奄美群島の文化は、日本文化を基層としながら、琉球国統治時代に琉球文化の影響を受け、さらに長く続いた薩摩藩統治時代に鹿児島文化の影響も強く受けながら育まれてきた独特のものです。
[衣]亜熱帯の自然環境に適応して、芭蕉布や大島紬等の染織文化が発達してきました。特に大島紬は、奄美大島の基幹産業として国内外に知られています。
[食]日本にはない豚を食べる食文化があり、豚脂も盛んに利用されてます。薩摩藩統治時代に、鹿児島の料理の影響も強く受けています。代表的郷土料理として知られる「鶏飯」のルーツは、琉球起源説、鹿児島起源説など諸説あり、明らかではありませんが、奄美市笠利町を中心に食べられていた料理であり、奄美群島全域の伝統的料理ではありません。「油そうめん」は、沖縄の「ソーミンチャンプルー」と同じ料理と説明されることが多いのですが、必ずしもそうとはいえません。汁気が多い「油そうめん」を奄美市笠利町や龍郷町で確認することができます。伝統的料理については、多様な地域性も含めて、まだまだ明らかにされていない課題が多いといえそうです。薩摩藩統治時代に黒砂糖生産が行われたため、黒糖を使用した菓子類もいろいろあります。
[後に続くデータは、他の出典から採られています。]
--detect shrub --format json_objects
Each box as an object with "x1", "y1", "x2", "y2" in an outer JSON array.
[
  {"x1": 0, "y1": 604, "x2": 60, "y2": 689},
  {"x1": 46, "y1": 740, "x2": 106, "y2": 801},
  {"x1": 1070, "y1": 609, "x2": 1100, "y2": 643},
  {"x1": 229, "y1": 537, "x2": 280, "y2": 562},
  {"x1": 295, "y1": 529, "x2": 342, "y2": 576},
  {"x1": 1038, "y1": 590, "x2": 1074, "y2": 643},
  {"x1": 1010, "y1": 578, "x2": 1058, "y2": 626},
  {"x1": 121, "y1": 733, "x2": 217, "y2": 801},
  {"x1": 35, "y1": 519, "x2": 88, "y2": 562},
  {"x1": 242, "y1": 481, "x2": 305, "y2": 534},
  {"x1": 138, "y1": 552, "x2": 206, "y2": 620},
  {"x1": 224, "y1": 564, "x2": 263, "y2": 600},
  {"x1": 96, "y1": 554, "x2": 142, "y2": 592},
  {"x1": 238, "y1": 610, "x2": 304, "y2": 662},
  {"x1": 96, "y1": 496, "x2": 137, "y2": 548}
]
[住]奄美大島・徳之島・加計呂麻島等を覆う森林は、古い時代から船や住宅の材料として利用されてきました。今日、自然保護の観点等から難しい局面を迎えていますが、林業も、戦後まで隆盛をきわめていた伝統的産業です。隆起サンゴ礁で森林がない喜界島・沖永良部島・与論島に対して、亜熱帯多雨林の照葉樹林で覆われている奄美大島・徳之島は、琉球国統治時代から造船業が重要な位置を占めていて、建築業も独自の発達を遂げてきました。特に、幕末以降、楔を使用して釘を使わず組み立てる現代のプレハブ住宅に通じる民家建築技術が確立(ヒキモン構造と呼ばれています)、奄美群島全域に普及しました。奄美市には、国指定重要文化財の「泉家住宅」、国指定登録有形文化財の「薗家住宅」「旧安田家住宅」があります。奄美市立奄美博物館の敷地内にも、古民家と高倉が移築されています。
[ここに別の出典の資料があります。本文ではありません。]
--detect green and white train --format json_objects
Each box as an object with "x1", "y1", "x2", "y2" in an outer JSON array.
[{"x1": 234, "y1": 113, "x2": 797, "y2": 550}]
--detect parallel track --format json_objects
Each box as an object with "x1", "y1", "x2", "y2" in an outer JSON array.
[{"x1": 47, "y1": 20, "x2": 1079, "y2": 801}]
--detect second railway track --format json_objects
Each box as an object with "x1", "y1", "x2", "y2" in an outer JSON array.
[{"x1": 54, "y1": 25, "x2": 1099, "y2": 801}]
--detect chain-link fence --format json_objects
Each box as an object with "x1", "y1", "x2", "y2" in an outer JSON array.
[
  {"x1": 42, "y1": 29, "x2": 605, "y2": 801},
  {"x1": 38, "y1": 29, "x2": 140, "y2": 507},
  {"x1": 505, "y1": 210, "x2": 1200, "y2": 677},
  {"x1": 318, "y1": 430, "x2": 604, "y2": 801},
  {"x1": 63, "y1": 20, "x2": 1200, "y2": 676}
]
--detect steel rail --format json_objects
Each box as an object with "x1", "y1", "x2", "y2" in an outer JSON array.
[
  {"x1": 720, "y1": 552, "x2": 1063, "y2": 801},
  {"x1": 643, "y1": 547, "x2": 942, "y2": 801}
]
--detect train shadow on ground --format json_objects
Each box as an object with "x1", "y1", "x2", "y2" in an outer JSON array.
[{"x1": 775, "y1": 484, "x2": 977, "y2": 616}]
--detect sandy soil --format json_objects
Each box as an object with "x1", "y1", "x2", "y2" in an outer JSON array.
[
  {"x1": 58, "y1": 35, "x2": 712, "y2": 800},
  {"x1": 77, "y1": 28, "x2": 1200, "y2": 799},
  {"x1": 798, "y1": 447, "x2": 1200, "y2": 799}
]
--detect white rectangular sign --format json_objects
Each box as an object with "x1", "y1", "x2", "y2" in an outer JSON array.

[芸能]「八月踊り」と呼ばれる伝統的踊りが、各集落で行われているほか、「シマウタ」と呼ばれる独特の唄があり、若い世代にも人気があります。奄美群島の伝統的音楽文化は、与論島・沖永良部島が「琉球音階」が用いられるのに対して、徳之島・与路島・請島・加計呂麻島・奄美大島・喜界島が本土民謡等と同一の「律音階」が用いられています。